Mister Wilson says he found nothing to confirm the claim. He said he was surprised when President Bush spoke of the British report in his State of the Union speech this past January. The president included it as part of the argument for war to prevent Iraq from developing weapons of mass destruction.

In July, Mister Wilson disputed the claim. Administration officials later said the decision to include the sentence in the State of the Union speech was a mistake.

Then, one week later, reporter and political commentator Robert Novak published the name of Mister Wilson's wife. Mister Novak said two high-level administration officials had identified her as working for the C-I-A. He has refused to identify the officials.

Mister Wilson has accused Karl Rove of urging reporters to spread the story once his wife's identity was released. Mister Rove is the president's top political adviser. This week, Democratic Congressman John Conyers urged Mister Rove to resign.

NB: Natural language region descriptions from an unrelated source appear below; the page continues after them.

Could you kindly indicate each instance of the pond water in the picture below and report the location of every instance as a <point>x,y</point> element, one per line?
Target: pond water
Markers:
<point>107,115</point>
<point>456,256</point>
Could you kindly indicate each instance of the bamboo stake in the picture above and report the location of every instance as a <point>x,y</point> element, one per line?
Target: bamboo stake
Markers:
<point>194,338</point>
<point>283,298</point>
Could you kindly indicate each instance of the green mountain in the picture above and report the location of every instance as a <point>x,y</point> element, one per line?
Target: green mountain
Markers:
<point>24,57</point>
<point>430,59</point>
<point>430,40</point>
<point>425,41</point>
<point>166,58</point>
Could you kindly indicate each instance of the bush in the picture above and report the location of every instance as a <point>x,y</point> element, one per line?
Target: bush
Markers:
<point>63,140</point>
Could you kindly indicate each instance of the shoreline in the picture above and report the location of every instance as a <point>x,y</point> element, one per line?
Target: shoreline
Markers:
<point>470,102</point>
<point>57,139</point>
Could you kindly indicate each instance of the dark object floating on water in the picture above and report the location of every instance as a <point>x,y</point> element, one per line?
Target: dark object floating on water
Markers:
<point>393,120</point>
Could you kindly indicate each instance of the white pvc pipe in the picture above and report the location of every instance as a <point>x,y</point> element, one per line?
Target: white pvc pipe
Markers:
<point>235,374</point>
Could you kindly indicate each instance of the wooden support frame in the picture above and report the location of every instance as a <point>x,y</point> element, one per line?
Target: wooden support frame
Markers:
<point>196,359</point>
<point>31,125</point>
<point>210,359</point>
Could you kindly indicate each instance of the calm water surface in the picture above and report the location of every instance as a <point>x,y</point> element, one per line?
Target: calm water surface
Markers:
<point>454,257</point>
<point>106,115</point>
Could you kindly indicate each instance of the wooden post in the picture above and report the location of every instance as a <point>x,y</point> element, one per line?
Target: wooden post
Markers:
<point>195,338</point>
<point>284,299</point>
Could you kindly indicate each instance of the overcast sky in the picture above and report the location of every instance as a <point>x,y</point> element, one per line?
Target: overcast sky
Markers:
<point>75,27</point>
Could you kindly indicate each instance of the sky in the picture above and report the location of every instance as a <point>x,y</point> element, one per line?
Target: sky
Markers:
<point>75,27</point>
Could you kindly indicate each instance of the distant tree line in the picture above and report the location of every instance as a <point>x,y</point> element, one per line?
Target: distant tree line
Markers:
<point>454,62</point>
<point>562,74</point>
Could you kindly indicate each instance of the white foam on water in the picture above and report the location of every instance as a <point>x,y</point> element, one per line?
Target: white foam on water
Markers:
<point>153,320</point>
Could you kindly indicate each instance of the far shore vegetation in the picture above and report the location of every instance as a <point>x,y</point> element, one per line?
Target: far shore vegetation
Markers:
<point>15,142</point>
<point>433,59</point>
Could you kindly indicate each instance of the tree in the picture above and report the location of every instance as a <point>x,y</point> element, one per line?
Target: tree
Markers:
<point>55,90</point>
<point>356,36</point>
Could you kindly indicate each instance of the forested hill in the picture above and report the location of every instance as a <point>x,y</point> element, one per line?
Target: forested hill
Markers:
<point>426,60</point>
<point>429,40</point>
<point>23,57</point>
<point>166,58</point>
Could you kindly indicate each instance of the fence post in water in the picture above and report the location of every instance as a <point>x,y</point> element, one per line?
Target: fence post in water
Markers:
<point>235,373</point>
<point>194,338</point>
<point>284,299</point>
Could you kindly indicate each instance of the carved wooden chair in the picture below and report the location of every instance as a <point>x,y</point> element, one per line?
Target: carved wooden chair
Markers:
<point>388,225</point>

A White House spokesman said Mister Rove denies any involvement.

The spokesman said he had also asked two other officials about the case and they too said they had not been involved. The others were the vice president's chief of staff, Lewis Libby, and Elliot Abrams, an official of the National Security Council.

White House employees were told to provide e-mail records and other materials that might be used in the investigation.

Democratic and Republican members of Congress welcomed the Justice Department investigation into the leak of secret information. But some Democratic senators want an independent investigator. They say the Justice Department is too closely linked to the administration to be fair.

President Bush said this week that he has told White House officials to cooperate fully with the investigation. He said he wants to know the truth. But he also said he has no idea whether the person who leaked the information will ever be found.